19:54 karolherbst[d]: I was wondering to look into it myself, but I'm happy with cleaning up stuff and make them ready to go upstream 🙃
19:54 airlied[d]: https://gitlab.freedesktop.org/mesa/mesa/-/merge_requests/34793 just got merged
19:55 karolherbst[d]: ohh you meant for radv
19:55 karolherbst[d]: I thought for nvk
19:55 karolherbst[d]: ohh and you said "radv" I thought you were hacking on code 🙃
19:56 karolherbst[d]: yeah, I'm aware of that
19:56 karolherbst[d]: don't want to start _too_ many things at once, so mostly focusing on getting the things done that are already started
19:57 karolherbst[d]: anyway.. somebody still needs to review the main coop matrix MR
20:37 gfxstrand[d]: Ugh... VRAM maps are so fried pre-Turing
20:37 gfxstrand[d]: I thought it was just Kepler but mohamexiety[d] and I have found that it applies all the way to Pascal and probably Volta.
20:38 snowycoder[d]: Fried in what way? 0_o
20:38 gfxstrand[d]: Unclear
20:38 gfxstrand[d]: The data seems to show up, or at least some of it does
20:39 gfxstrand[d]: But it's swizzled around all funny
20:39 gfxstrand[d]: Best guess is that the GPU is trying to de-tile for us somewhat and just thrashing everything
20:39 gfxstrand[d]: On Maxwell+ it works well enough for linear memory that we can kinda use it
20:41 gfxstrand[d]: Or at least I thought it did
20:42 gfxstrand[d]: On Kepler it's so bad we just GART everything that needs to be mapped
20:44 gfxstrand[d]: But with what I'm seeing trying to hack on host_image_copy, IDK that I trust Maxwell, either.
20:45 gfxstrand[d]: Okay, enough Maxwell pain.
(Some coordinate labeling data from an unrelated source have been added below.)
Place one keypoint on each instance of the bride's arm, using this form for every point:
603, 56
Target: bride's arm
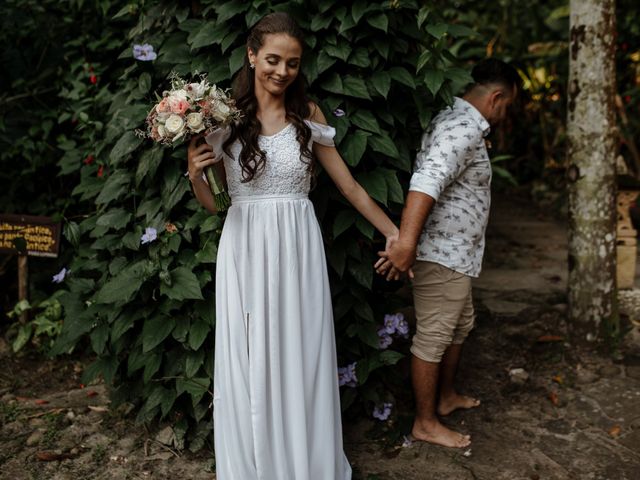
335, 166
199, 156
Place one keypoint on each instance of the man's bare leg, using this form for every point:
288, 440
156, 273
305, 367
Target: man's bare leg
426, 426
450, 400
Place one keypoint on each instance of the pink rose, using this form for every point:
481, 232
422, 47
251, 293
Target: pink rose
163, 106
178, 105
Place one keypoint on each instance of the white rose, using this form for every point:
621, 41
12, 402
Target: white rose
174, 125
195, 90
221, 112
195, 122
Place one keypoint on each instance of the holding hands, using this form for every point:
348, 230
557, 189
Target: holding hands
200, 155
397, 258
Time to plug my Blackwell back in.
20:48 anarsoul: airlied: I never saw it with 6.14
20:49 anarsoul: I guess the blob doesn't support runtime PM on these cards for reason? :)
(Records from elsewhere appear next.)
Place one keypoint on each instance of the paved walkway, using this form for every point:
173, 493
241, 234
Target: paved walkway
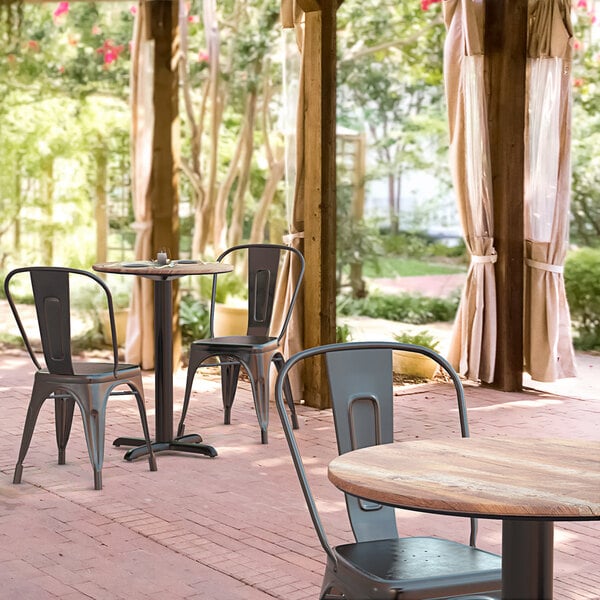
234, 527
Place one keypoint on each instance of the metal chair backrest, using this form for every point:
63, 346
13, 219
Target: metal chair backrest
51, 287
360, 378
263, 266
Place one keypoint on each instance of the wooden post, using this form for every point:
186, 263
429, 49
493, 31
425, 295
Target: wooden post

20:50 anarsoul: anyway, I guess I'll just blacklist nouveau for now, at least I get decent battery life with no driver loaded and that's what I care about
20:52 snowycoder[d]: Can I ask a quick question on NAK?
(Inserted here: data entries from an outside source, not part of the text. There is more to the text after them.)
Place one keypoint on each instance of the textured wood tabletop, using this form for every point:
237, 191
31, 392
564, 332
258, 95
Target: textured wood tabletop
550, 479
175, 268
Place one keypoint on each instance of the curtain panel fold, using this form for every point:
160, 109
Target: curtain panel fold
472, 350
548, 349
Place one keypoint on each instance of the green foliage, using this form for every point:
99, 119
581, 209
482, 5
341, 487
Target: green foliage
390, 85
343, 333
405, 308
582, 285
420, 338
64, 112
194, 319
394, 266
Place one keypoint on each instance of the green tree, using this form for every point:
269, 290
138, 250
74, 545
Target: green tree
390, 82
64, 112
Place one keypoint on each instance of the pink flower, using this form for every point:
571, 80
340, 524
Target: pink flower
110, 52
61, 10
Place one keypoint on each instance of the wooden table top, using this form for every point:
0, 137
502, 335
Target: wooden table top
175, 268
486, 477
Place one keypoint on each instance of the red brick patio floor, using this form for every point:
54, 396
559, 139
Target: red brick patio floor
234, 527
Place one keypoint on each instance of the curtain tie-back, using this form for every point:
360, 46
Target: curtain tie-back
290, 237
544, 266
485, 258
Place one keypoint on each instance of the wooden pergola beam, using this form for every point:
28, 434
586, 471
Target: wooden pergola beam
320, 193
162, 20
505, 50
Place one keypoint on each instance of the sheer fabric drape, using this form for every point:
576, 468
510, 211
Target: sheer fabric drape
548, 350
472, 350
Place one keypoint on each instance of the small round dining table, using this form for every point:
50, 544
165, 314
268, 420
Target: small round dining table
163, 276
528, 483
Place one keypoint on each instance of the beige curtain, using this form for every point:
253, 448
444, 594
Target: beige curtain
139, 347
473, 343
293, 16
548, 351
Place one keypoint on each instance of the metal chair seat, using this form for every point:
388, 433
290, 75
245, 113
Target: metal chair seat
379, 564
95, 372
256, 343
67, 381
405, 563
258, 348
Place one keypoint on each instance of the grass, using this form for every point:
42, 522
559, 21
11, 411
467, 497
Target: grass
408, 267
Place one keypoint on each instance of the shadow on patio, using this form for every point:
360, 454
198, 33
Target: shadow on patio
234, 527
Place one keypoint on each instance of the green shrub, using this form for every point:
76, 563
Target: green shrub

20:52 snowycoder[d]: I've seen that codegen tracks resource utilization for instruction latencies (e.g. imul unit, tex unit, ld-st...) but NAK only seems to track data-hazards, is this correct?
20:52 snowycoder[d]: Should I add a resource tracking system similar to codegen to avoit MUL to MUL or SFU to SFU hazards?
20:52 snowycoder[d]: (This is always related to Kepler instruction latencies)
21:14 gfxstrand[d]: Certainly could
21:16 mhenning[d]: snowycoder[d]: That's on my TODO list for later generations, not sure exactly how the hardware works
21:16 mhenning[d]: I'd probably skip it initially if I were you, can always go back and that to the model later
21:17 snowycoder[d]: If we skip it we could emit some wrong latencies and pay a hefty performance price
21:17 gfxstrand[d]: And it probably needs to be a separate pass anyway since it's likely going to involve rewriting imul to imad and stuff like that.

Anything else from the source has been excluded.